How to protect yourself from IP fragmentation attacks

You can minimize the risk of an IP fragmentation attack by employing a combination of these methods:

1. Inspect your network. Inspect incoming packets using a router, a secured proxy server, firewalls, or intrusion detection systems. Analyze IP traffic patterns for abnormalities.
2. Update your software. Ensure that your OS and security software, like firewalls and IPS, is up to date and has all the latest security patches installed.
3. Manage packet fragmentation. You can block fragmented IP packets by cutting your connection with anyone who sends them. However, some benign connections (e.g., mobile devices) use fragmented packets, so disabling them might cause disruptions in your traffic.
4. Implement IDS. Configure IDS to recognize the signs of an IP fragmentation attack and alert you about intrusion.
5. Use a reputable VPN. A VPN adds a layer of security by encrypting your online traffic. It will keep your online activities private and ensure data integrity in case of an IP fragmentation attack.

FAQ

What is packet switching?

Most devices send data in IP packets of a specific size. This is called packet switching. Connection-based packet switching delivers and receives data in a predetermined order and establishes a communication route beforehand.

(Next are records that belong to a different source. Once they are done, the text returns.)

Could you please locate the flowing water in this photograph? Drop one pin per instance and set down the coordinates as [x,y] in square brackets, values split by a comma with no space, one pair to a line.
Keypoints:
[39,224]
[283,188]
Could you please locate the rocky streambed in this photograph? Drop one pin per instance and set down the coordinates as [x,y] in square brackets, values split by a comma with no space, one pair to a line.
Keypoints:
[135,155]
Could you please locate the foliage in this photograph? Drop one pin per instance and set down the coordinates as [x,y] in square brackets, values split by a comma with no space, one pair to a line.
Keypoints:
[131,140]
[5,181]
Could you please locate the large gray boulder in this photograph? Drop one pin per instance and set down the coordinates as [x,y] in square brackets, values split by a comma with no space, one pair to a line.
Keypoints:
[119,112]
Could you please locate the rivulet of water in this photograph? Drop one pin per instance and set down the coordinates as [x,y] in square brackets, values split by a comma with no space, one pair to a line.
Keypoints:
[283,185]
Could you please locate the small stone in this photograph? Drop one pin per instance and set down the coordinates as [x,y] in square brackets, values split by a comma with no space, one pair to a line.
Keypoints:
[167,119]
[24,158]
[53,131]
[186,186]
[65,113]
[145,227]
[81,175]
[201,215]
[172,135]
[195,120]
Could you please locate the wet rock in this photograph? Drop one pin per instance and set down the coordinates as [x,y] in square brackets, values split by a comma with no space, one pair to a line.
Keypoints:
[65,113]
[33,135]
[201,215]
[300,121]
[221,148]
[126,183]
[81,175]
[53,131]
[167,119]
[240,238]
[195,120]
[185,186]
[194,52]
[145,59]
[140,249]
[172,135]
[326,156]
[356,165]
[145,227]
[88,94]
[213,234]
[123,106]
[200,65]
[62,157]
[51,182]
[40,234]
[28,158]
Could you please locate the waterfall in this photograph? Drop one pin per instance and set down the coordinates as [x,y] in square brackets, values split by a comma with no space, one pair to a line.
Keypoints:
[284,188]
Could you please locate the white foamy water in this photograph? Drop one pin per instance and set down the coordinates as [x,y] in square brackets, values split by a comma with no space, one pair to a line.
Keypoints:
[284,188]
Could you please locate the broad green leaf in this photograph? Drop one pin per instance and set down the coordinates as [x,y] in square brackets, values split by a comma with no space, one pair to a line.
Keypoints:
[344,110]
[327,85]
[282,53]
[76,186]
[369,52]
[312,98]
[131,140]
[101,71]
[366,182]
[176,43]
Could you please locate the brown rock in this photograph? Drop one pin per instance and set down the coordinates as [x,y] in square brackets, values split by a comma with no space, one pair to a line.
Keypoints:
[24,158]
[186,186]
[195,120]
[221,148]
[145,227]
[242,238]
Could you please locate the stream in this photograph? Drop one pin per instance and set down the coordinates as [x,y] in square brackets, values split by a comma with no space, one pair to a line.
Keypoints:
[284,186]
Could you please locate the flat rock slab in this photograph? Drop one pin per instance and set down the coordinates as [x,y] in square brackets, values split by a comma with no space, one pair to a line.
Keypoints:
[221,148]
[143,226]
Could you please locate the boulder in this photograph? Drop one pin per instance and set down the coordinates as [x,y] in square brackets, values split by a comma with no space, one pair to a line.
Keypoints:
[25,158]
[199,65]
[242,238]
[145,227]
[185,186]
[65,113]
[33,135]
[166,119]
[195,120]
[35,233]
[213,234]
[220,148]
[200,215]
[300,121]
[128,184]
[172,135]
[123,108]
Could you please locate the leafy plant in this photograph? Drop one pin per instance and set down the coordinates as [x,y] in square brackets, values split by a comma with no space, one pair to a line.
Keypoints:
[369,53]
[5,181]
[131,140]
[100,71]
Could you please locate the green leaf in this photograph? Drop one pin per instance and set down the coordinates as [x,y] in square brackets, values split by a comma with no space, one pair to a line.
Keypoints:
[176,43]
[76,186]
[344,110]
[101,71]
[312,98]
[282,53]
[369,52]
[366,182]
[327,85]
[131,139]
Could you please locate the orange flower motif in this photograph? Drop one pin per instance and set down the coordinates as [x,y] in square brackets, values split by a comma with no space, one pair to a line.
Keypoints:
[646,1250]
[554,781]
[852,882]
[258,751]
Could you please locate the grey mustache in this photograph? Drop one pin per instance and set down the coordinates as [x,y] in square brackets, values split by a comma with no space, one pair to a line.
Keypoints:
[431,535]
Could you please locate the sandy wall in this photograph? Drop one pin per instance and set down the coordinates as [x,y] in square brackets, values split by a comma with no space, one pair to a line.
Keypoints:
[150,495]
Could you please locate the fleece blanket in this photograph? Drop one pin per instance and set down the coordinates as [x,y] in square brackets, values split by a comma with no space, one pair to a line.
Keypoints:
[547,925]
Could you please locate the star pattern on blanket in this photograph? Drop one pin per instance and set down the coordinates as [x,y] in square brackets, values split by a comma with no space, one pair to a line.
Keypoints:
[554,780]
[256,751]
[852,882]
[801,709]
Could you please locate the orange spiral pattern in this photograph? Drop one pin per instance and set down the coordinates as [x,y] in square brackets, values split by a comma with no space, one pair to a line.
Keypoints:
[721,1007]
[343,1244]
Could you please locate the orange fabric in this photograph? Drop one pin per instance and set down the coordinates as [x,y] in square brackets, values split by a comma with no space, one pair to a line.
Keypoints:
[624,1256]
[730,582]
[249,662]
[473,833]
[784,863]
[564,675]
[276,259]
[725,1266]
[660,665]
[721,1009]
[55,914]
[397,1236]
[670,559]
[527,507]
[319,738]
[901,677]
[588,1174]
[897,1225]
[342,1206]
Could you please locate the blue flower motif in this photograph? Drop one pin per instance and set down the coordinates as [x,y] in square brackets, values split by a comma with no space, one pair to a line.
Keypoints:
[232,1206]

Connectionless packet switching is when every data packet is self-sufficient and routed independently rather than in a pre-arranged path. These packets are called datagrams. Datagrams travel in random order. Because of this less-structured communication method, attackers can use it to launch attacks on servers.

What is fragmentation?

IP fragmentation is dividing a datagram into smaller chunks of information called packets. These need to be of a specific size so that the receiving parties can process them and transfer data successfully. You can think of this requirement as a work desk – there’s only so much stuff you can fit on it at once before things start falling off.

The receiving party then reassembles all these packets so they can understand the data they got. If the datagram is too big, a server can either drop it or re-fragment the packet.